10 Reasons Why Exercise Makes You Thin (Or Why TIME Magazine Got It Wrong)
Thinking TIME magazine's recent article, "Why Exercise Won't Make You Thin," is giving you a good excuse to skip your workout in favor of a beer or 3? Think again. We've always known that exercise is critical to losing weight and maintaining a healthy weight, especially when paired with healthy eating habits. But just to be sure, we double-checked with six experts around the country -- here's what they said.
Countless studies, numerous experts who study exercise, and the millions of people who have lost weight all attest to the fact that working out works. "Exercise is absolutely essential for dropping weight and maintaining weight loss," says FITNESS advisory board member Michele S. Olson, PhD, professor of exercise science at Auburn University Montgomery. Here's what exercise does -- and how it does it -- to keep you healthy, happy, and slim.
1. Exercise zaps belly fat.
It's the easiest way to beat the bulge, period. "Regular moderate- to high-intensity aerobic exercise has the greatest impact on reducing ab fat -- the dangerous fat that ups your risk of diabetes and heart disease," says Olson. Exercise is the ultimate middle manager because it lowers levels of cortisol, a hormone that has been linked to ab fat. In fact, women with the most cortisol in their system have higher BMIs and bigger bellies than those with moderate amounts of the hormone, found a University of California at San Francisco study.
2. Exercise controls calories.
"It's pretty simple: You need to burn more calories than you consume in order to lose weight," says Nancy Snyderman, MD, a FITNESS advisory board member, editor-in-chief of BeWell.com, and chief medical editor for NBC news. Regular exercise blasts excess calories that would otherwise be stored as fat. "Plus, you continue to burn calories even in the hours following your workout," says Dr. Snyderman.

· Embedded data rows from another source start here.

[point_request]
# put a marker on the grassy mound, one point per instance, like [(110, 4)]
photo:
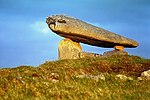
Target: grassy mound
[(58, 79)]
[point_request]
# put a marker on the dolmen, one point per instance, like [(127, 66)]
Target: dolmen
[(76, 31)]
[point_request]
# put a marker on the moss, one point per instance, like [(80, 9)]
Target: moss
[(57, 79)]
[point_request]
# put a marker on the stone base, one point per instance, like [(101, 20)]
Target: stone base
[(69, 49), (88, 55), (114, 52)]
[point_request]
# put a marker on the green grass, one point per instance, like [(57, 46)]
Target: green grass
[(57, 80)]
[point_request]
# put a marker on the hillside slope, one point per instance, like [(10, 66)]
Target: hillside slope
[(89, 78)]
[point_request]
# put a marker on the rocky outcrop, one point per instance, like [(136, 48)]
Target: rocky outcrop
[(114, 52), (145, 75), (77, 31), (69, 49), (88, 55), (80, 31)]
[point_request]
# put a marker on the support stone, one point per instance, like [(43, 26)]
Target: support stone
[(119, 48), (69, 49)]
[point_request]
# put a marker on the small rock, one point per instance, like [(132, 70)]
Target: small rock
[(69, 49), (88, 54), (114, 52), (145, 75), (96, 78), (123, 77)]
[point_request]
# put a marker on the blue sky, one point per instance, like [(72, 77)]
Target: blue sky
[(25, 38)]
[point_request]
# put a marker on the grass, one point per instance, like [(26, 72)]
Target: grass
[(58, 80)]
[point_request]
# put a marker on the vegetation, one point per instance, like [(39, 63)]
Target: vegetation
[(58, 80)]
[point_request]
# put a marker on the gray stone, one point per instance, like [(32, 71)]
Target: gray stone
[(145, 75), (88, 55), (123, 77), (80, 31), (69, 49), (114, 52)]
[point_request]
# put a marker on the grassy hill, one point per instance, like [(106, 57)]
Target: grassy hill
[(89, 78)]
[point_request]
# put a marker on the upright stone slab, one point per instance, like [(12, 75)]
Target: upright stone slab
[(69, 49)]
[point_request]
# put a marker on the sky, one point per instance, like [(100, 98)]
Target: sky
[(25, 38)]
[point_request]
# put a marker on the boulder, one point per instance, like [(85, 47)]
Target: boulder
[(88, 55), (114, 52), (80, 31), (69, 49), (145, 75)]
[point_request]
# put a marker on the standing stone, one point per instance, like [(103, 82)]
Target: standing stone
[(69, 49)]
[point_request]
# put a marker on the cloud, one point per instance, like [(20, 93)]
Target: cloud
[(40, 27)]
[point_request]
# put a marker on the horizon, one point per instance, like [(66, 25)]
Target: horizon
[(25, 38)]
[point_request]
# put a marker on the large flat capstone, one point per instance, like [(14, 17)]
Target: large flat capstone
[(80, 31)]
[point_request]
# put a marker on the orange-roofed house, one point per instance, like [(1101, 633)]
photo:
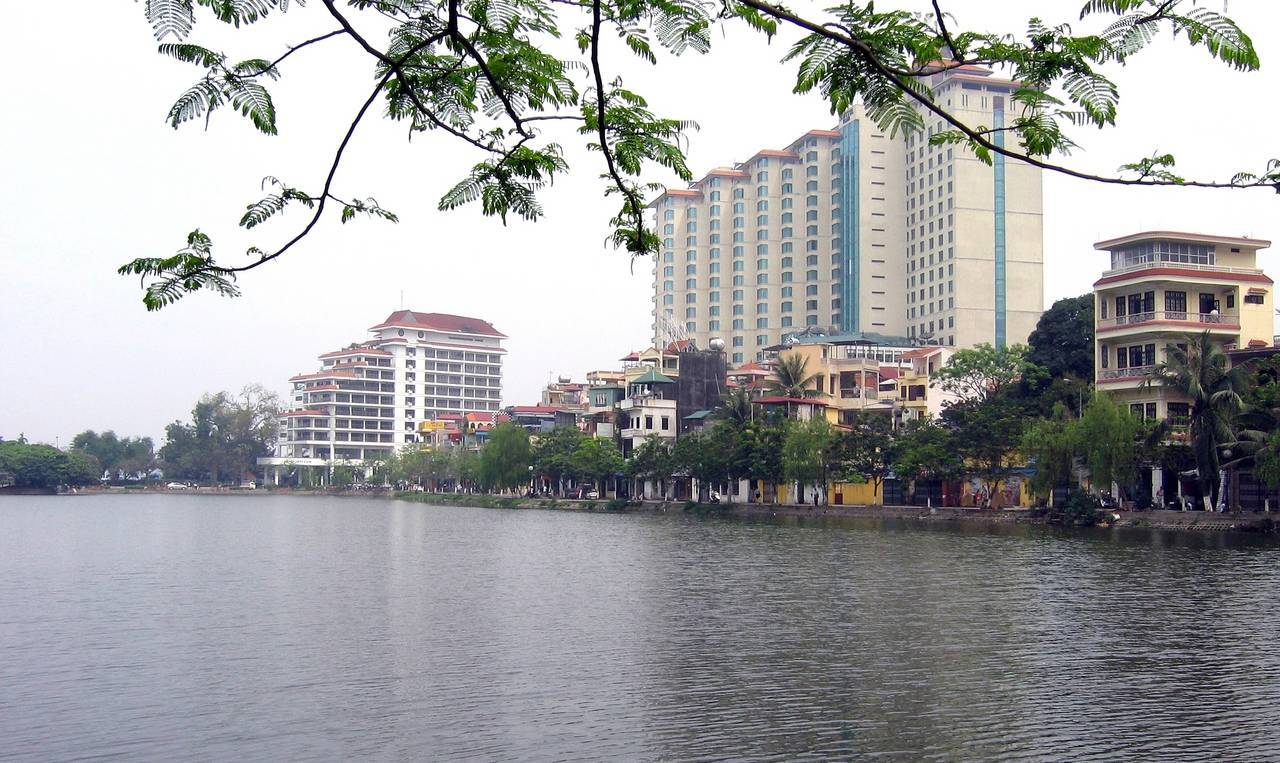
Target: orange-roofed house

3. Exercise keeps lost pounds MIA.
"Ninety percent of people who have successfully lost weight and kept it off for a year do about an hour of physical activity a day," says John Porcari, PhD, a FITNESS advisory board member and a professor of exercise and sports medicine at the University of Wisconsin-La Crosse. Exercise is even prescribed by docs for people who have undergone weight-loss surgery to help them hold onto their newly thin figures.
4. Exercise boosts metabolism.
Yes, you'll lose fat when you diet without exercising, but you'll also lose muscle, which means you'll burn fewer calories. The more muscle you have, the higher your metabolism and the more calories you'll torch.
5. Exercise trims inches.
The number on the scale doesn't tell the whole truth, says FITNESS advisory board member Jari Love, a certified personal trainer and fitness DVD star: "When you shed fat and gain muscle you may lose inches and drop sizes without losing actual pounds." For instance, if you gain 3 pounds of lean muscle and lose 4 pounds of fat, you've actually experienced a 7-pound improvement in your body condition, despite the scale only showing 1 pound of weight loss.
6. Exercise curbs emotional eating.
"Working out has been proven time and time again to help regulate mood, which has a direct effect on people who eat when they're stressed or upset," says Robert E. Thayer, PhD, a professor of psychology at California State University, Long Beach. Translation: When you're already in your happy place you don't need Ben & Jerry to lead the way.
7. Exercise creates a healthy chain reaction.
There's a reason you find juice bars at the gym: "Healthy habits tend to cluster together," says Boston-based psychologist Eric Endlich, PhD. "When people make positive changes, like getting more exercise, they tend to work on other health improvements as well, such as eating better." The result? Weight loss.
8. Exercise brings on the fun.
Let's face it: Rock-climbing is way more exciting than eating a celery stick. That's why it's easier to be active to stay slim than to maintain a strict diet. "If you look at people who incorporate exercise successfully in their lives, they've found something they truly enjoy," says Dr. Snyderman.
9. Exercise stops hunger.
People who exercise and diet are actually less hungry than those who only diet, according to a study in the journal Obesity. Bonus: Your self-restraint is higher, too.
10. Exercise ups energy.
Regular physical activity increases stamina by boosting the body's production of energy-promoting neurotransmitters, studies show. That pep gives you even more motivation to get moving and shed pounds. When was the last time diet alone did all that?